Location
- 429 East Main Street Piggott, Arkansas 72454 United States

District information
- Grades: PK–12
- Accreditation: Arkansas Department of Education
- Schools: 2
- NCES District ID: 0511370

Students and staff
- Students: 1,014
- Teachers: 76.33 (on FTE basis)
- Staff: 164.33 (on FTE basis)
- Student–teacher ratio: 13.28
- Athletic conference: 3A Region 3
- District mascot: Mohawks
- Colors: Red Black

Other information
- Website: www.piggottschools.net

= Piggott School District =

School district in Arkansas, United States

Piggott School District is a public school district based in Piggott, Arkansas, United States. The school district encompasses 146.56 mi2 of land, including portions of Clay County and serving communities such as Piggott, Pollard, Nimmons, and Saint Francis.

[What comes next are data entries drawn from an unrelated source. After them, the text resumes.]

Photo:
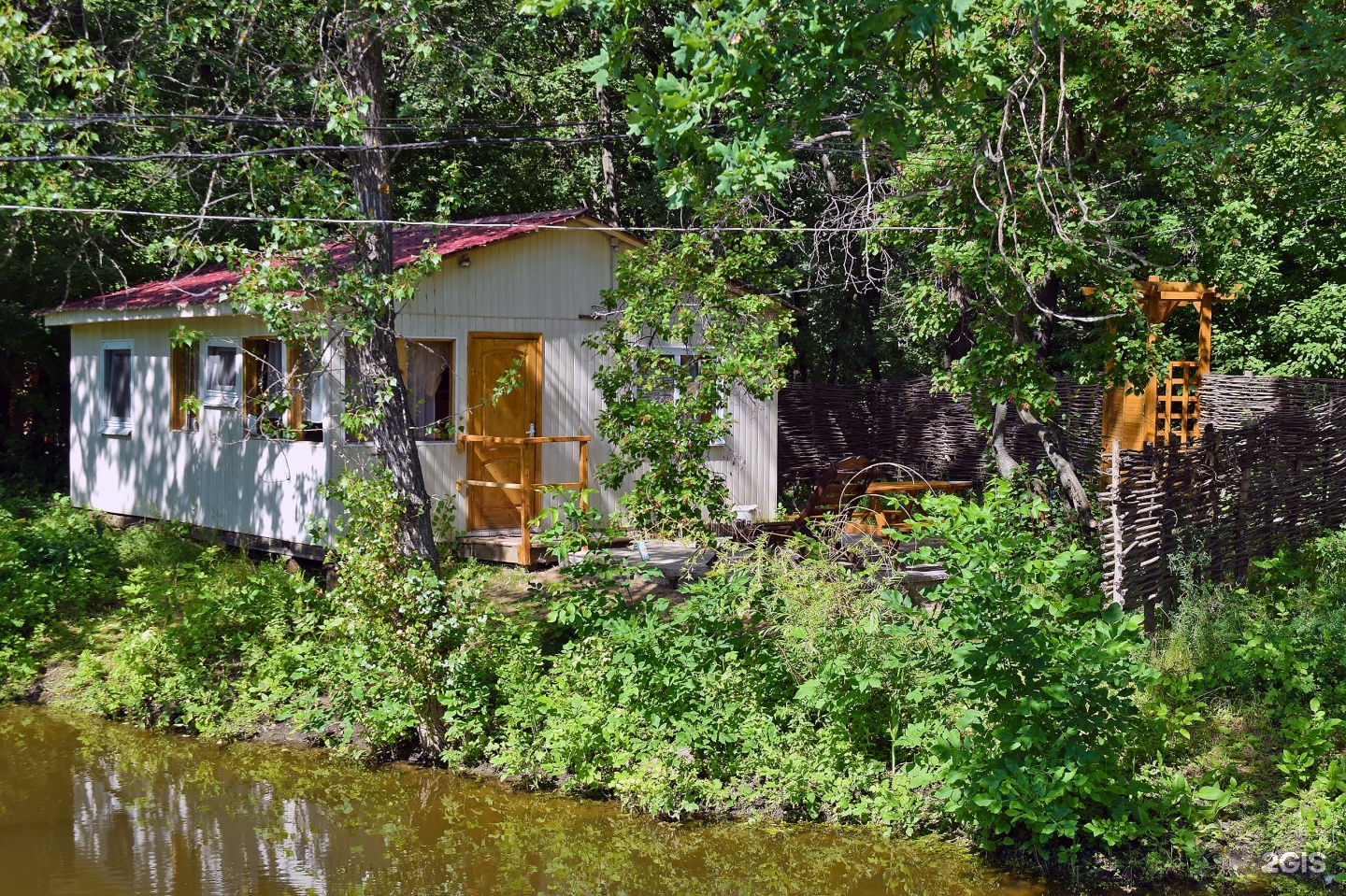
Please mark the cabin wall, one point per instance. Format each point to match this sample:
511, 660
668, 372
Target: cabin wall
211, 476
547, 283
550, 283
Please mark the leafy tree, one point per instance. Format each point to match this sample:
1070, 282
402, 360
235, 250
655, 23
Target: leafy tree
682, 334
1030, 149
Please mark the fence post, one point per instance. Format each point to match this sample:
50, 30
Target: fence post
525, 480
583, 476
1119, 592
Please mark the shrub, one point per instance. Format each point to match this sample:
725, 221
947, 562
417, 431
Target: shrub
57, 565
208, 641
1049, 682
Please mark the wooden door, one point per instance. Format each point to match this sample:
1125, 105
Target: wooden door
493, 357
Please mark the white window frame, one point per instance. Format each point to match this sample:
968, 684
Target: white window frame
116, 425
673, 351
219, 398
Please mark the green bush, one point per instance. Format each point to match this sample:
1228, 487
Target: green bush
57, 565
205, 641
1267, 662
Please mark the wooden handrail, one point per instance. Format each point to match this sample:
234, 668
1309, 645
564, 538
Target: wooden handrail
520, 440
526, 448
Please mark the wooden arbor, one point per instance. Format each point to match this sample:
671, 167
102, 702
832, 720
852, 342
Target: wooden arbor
1170, 412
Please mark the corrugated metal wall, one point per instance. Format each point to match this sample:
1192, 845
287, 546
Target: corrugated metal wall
211, 476
544, 283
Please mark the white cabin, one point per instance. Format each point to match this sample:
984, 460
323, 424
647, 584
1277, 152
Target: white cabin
509, 287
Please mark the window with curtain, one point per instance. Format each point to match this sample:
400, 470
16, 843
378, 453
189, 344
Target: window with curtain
116, 388
221, 376
430, 386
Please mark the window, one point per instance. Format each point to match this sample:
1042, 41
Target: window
221, 379
428, 370
306, 391
684, 358
118, 369
264, 385
183, 373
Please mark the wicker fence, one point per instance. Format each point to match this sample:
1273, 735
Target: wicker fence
902, 421
1268, 470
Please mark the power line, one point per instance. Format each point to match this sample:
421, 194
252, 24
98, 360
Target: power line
286, 150
183, 216
131, 117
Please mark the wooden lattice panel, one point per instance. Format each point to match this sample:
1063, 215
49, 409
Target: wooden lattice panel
1177, 406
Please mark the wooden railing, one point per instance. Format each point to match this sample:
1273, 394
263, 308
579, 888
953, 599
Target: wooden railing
528, 447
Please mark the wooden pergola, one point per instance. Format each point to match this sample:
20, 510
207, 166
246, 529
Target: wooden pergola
1167, 412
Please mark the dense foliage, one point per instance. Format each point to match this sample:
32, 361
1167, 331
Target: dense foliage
1009, 705
684, 331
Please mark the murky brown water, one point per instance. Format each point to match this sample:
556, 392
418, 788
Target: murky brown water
92, 809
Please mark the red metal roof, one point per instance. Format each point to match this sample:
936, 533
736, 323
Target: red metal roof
205, 284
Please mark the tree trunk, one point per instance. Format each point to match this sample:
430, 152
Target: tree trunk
1006, 464
375, 360
959, 342
1049, 434
610, 183
1054, 447
1048, 299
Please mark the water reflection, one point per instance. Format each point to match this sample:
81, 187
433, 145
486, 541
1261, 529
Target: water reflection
92, 809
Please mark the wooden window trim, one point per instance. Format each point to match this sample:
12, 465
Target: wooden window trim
221, 400
444, 398
185, 377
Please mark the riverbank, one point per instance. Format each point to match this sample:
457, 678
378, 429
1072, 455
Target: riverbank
281, 821
1006, 709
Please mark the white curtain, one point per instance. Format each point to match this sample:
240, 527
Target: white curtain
424, 367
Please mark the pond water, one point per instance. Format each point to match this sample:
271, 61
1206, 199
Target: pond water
92, 809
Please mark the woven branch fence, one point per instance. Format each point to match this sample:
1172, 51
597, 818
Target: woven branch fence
1269, 468
903, 422
1268, 471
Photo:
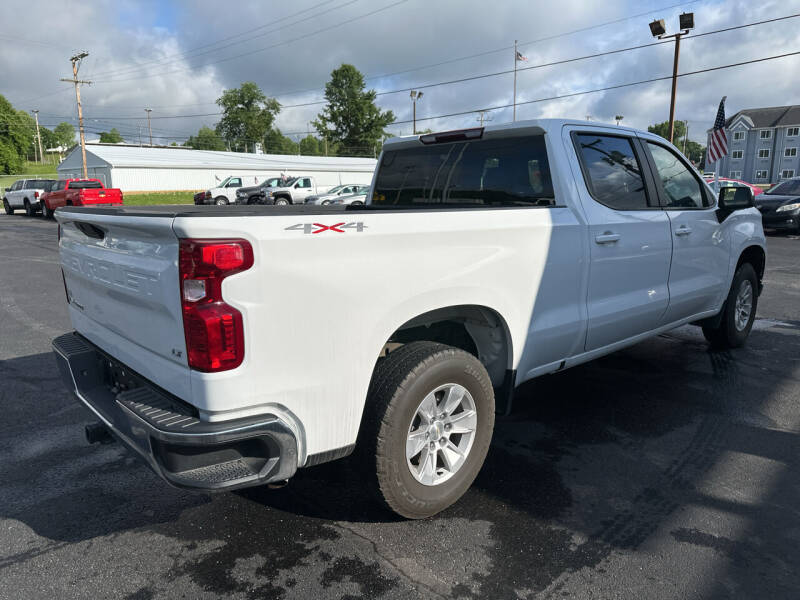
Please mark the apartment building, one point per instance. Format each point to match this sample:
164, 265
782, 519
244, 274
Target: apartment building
763, 144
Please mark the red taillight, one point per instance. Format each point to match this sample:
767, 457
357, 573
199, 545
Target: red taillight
213, 329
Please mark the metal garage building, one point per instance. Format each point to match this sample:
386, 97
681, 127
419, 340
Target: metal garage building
140, 169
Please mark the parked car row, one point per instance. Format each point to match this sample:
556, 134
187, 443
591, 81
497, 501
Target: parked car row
284, 190
46, 195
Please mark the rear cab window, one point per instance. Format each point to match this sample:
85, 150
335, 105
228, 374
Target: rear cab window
511, 171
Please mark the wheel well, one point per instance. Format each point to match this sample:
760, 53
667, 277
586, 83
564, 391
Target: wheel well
755, 256
478, 330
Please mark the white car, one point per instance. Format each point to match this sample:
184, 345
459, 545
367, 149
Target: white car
355, 199
482, 259
336, 194
25, 194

The district proves comprehensive education for more than 1,000 pre-kindergarten through grade 12 students and is accredited by the Arkansas Department of Education (ADE) and AdvancED.

== Schools ==
- Piggott High School, located in Piggott and serving more than 450 students in grades 7 through 12.
- Piggott Elementary School, located in Piggott and serving more than 500 students in pre-kindergarten through grade 6.